Well, that wasn’t one bit comforting, and her words caused the tightening sensation around my windpipe to significantly worsen.

“What do you need from me?” I asked her – I practically begged her to show me how to make this right. “Whatever you want me to do, whatever you need, say the word and I’ll do it.”

With tear-filled eyes, she stared at me for the longest time, before exhaling a ragged breath and fusing her lips to mine.

I froze, hands still on her cheeks, uncertain and fucking terrified of doing something wrong.

“Kiss me back,” she cried out against my lips. “Show me how to forget it.”

Jesus.

Trembling, I did exactly what she asked. Kissing her with everything I had in me, our tongues and teeth and lips clashed in a frantic kiss that was nothing like how we usually kissed.

This kiss was one of desperation, I realized.

It was a matter of necessity, needing to have her mouth on mine as much as she needed mine on hers.
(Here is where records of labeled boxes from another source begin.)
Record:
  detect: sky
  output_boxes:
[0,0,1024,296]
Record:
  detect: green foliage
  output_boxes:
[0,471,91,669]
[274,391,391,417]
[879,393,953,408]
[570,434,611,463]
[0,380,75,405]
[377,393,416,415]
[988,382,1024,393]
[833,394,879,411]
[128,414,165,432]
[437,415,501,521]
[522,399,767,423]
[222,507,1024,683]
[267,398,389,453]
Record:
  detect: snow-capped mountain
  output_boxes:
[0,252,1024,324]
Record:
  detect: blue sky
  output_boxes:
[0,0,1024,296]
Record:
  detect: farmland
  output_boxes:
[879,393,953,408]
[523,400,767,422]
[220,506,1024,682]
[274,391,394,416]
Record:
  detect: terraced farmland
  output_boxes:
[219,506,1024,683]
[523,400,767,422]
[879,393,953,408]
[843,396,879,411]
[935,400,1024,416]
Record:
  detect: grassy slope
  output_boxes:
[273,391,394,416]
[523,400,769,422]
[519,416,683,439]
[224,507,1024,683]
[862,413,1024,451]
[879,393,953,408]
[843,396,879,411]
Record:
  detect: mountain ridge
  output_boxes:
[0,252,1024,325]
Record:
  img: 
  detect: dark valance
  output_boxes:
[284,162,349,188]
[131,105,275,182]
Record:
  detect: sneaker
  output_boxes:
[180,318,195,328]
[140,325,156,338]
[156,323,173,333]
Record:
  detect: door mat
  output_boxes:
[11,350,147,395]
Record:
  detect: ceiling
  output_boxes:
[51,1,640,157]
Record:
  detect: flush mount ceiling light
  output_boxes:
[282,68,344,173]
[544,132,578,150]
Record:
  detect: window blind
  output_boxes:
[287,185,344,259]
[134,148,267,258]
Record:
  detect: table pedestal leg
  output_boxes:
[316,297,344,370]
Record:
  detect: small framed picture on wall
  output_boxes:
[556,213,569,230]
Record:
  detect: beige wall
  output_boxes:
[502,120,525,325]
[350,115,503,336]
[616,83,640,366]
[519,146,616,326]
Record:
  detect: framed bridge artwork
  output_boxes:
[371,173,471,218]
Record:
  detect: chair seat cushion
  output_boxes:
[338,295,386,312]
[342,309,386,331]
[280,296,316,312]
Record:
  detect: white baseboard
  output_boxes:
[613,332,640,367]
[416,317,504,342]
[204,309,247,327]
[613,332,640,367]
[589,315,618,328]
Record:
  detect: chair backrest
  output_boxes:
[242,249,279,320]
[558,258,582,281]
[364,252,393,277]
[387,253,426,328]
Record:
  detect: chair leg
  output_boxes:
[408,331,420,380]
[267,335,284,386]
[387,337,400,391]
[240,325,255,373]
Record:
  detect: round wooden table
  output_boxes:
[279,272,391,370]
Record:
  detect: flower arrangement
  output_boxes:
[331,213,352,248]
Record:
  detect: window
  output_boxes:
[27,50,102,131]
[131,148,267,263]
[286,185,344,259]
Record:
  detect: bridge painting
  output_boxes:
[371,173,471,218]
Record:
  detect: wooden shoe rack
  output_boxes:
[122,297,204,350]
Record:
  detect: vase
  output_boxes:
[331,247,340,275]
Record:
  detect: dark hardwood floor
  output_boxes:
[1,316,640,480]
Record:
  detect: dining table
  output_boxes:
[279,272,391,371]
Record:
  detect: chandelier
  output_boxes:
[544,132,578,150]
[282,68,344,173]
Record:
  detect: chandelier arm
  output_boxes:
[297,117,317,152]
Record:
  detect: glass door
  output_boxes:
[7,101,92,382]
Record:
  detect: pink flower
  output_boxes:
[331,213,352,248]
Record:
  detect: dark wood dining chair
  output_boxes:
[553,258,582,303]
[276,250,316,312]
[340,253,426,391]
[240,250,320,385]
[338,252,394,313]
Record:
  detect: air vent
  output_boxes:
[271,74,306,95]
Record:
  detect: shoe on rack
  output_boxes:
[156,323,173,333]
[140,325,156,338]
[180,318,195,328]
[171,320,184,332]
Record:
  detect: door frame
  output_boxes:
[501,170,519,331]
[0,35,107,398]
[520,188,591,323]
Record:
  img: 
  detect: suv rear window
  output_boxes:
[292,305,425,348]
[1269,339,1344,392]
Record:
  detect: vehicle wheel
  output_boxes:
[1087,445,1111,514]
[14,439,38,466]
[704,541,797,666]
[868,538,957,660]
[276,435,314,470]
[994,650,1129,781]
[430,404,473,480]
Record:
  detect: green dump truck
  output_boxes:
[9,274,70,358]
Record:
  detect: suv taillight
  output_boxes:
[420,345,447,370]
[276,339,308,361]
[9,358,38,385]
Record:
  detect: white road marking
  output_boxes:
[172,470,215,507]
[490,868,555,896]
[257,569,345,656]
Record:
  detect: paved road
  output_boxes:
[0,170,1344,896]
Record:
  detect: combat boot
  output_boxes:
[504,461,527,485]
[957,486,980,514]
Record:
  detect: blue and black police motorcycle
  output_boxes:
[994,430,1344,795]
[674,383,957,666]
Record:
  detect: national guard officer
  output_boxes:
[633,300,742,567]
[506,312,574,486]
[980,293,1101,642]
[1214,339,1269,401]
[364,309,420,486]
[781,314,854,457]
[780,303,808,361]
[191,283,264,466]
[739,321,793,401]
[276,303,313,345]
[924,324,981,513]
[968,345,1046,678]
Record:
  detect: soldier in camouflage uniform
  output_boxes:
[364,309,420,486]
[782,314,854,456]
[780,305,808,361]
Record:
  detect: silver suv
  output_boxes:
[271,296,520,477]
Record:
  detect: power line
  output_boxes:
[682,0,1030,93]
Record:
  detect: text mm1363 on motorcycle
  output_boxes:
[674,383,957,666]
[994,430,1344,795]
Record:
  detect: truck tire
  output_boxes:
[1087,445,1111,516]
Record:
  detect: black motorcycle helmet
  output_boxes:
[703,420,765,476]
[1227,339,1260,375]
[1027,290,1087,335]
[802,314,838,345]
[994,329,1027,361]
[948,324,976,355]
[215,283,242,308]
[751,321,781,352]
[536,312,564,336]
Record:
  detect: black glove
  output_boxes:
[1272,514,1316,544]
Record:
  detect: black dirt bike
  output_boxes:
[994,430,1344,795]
Technique or suavity didn’t matter one bit right now, because the need to comfort the other was too fucking strong to think about anything other than touching, feeling, kissing, being…

When she reached a hand between our bodies and loosened the front of her towel, I felt my shoulders bunch up with tension.

“I don’t want this if you don’t want this,” I warned, needing her to be very sure of what she was doing here.

She was all messed up in the head right now, and Christ, I didn’t blame her, but I was not the man people thought I was.

I was not my father.

I would never take something that wasn’t offered to me with a free heart.

“I mean it,” I pushed. “Don’t fuck me if you’re going to regret me afterwards.”

“Don’t you want me?” she breathed, reaching for the hem of my hoodie and roughly dragging it over my head along with my t-shirt.

“You know I want you,” I replied, as my dick strained against her. “But I don’t want you to do this if you’re not in the right frame of mind.”

Tracing my bottom lip with the tip of her tongue, she leaned closer and teased my tongue with hers.

“What I want…“ Pushing hard on my shoulders so that I fell onto my back, Molloy quickly rid herself of the towel and straddled my hips. “Is for you to make me forget.” Her fingers traced the tattoo on my chest and she leaned in close to trail her tongue over the ink. “Can you do that for me, Joe?” Raising up on her knees, she pulled at the waistband of my sweatpants. Tilting my hips up, I allowed her to roughly pull the fabric down my legs, right along with my jocks. “Hm?” The moment it was freed, my dick shot to attention, visibly fucking straining to get to her. “Can you make me block it out just like you block everything out?”